Ces dommages, dont les locataires demandaient la réparation, avaient eu pour origine le soulèvement de la couverture des lieux à la suite de la tempête du 26 décembre 1999, soulèvement qui avait entraîné des inondations et détruit le circuit électrique et le chauffage radiant.
Le principe même de la mise en jeu de la responsabilité du bailleur n'a fait l'objet d'aucune discussion dans l'arrêt rapporté.
La cour d'appel avait retenu un manquement à "l'obligation de délivrance d'un lieu normalement couvert". Toutefois, elle avait relevé que le bailleur était tenu aux termes du bail "d'assurer la permanence du couvert [...] la charge des travaux des articles 605 et 606 lui incombant". Cette précision pouvait laisser également penser qu'était en cause l'obligation d'entretien telle qu'elle avait été stipulée par les parties. Il est vrai que ces deux catégories d'obligations ont en commun d'incomber au bailleur pendant toute la durée du bail. Ce qui est une évidence quant à l'obligation d'entretien, le bailleur étant tenu de "faire, pendant la durée du bail, toutes les réparations qui peuvent devenir nécessaires, autres que locatives" (C. civ., art. 1720 N° Lexbase : L1842ABT), l'était moins pour l'obligation de délivrance (C. civ., art. 1719 N° Lexbase : L1841ABS) dont il était possible de penser qu'elle épuisait ses effets lors de l'entrée en possession des lieux. Cependant, la Cour de cassation confère un caractère permanent à cette obligation (voir, par exemple, Cass. civ. 3, 1er juin 2005, n° 04-12.200, FS-P+B N° Lexbase : A5185DIU). Par ailleurs, les dégradations d'un local qui peuvent s'analyser en un manquement du bailleur à son obligation d'entretien peuvent être telles qu'elles empêchent le preneur de pouvoir jouir de la chose louée. L'arrêt rapporté, qui ne vise d'ailleurs aucun texte en particulier, en est une illustration.

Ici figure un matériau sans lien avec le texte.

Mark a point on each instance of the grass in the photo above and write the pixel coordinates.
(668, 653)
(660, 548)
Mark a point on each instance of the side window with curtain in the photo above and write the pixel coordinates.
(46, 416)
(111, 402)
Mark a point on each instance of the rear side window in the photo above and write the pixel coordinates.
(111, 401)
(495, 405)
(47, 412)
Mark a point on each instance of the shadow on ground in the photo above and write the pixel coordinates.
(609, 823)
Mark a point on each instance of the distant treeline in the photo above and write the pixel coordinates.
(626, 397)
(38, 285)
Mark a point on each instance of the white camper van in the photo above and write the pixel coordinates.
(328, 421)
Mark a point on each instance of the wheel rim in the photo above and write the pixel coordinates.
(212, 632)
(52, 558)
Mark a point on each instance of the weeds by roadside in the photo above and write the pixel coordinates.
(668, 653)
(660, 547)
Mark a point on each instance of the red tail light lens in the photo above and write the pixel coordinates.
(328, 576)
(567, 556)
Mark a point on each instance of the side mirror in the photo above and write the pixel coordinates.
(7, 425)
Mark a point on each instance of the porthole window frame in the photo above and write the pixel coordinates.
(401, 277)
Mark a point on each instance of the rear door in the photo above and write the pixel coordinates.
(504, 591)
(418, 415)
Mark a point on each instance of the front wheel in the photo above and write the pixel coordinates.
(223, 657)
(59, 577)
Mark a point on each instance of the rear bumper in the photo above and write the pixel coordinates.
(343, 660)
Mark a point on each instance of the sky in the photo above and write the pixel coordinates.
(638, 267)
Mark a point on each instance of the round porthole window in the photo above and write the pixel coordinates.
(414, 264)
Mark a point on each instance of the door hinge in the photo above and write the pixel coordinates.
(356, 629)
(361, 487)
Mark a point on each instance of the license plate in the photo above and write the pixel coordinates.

Le caractère de force majeure de la tempête ne suscitait également guère de doute (voir par exemple, parmi de nombreux arrêts en ce sens, Cass. civ. 3, 11 mai 1994, n° 92-16.201, Compagnie Gan c/ M. Le Garrec et autres N° Lexbase : A7074ABM).
Les débats, en ce qui concerne l'action en réparation des preneurs, ont porté sur la possibilité pour le bailleur de s'exonérer définitivement ou non de sa responsabilité.
La force majeure permet en effet au débiteur de s'exonérer de sa responsabilité du fait du manquement à l'une de ses obligations contractuelles et fait obstacle en conséquence à ce qu'il soit condamné au paiement de dommages et intérêts en réparation du préjudice causé par ce manquement (C. civ., art. 1147 [LXB= L1249ABU] et 1148 [LXB= L1248ABT]).
Cependant, et c'est la précision intéressante opérée par l'arrêt rapporté, le caractère exonératoire de la force majeure ne sera que temporaire si l'empêchement qu'elle constitue est momentané. Plus précisément, la Cour de cassation affirme, d'une manière abstraite, conférant à la solution qu'elle énonce une portée générale, que "la force majeure n'exonère le débiteur que pour le temps où elle l'empêche de donner ou de faire ce à quoi il s'est obligé".
La Cour de cassation avait déjà affirmé que "en cas d'impossibilité momentanée d'exécution d'une obligation, le débiteur n'est pas libéré, cette exécution étant seulement suspendue jusqu'au moment ou l'impossibilité vient à cesser" (Cass. civ. 1, 24 février 1981, n° 79-12.710, M. Etienne B. c/ Mme Simone S. N° Lexbase : A5243DNI, Bull. civ. I, n° 65). Si elle n'avait pas, dans cette décision, employé le terme "force majeure", elle avait visé l'article 1148 du Code civil qui dispose que "il n'y a lieu à aucuns dommages et intérêts lorsque, par suite d'une force majeure ou d'un cas fortuit, le débiteur a été empêché de donner ou de faire ce à quoi il était obligé, ou a fait ce qui lui était interdit" (N° Lexbase : L1249ABU). La doctrine, pour l'essentiel, ainsi que la jurisprudence s'accordant pour assimiler le cas fortuit à la force majeure, au sens de ces dispositions (Saint-Pau J.-C., Juris-Cl. Civil code, art. 1146 à 1155, fasc. 11-30, n° 7), il y a lieu de conclure que l'arrêt commenté réitère la solution.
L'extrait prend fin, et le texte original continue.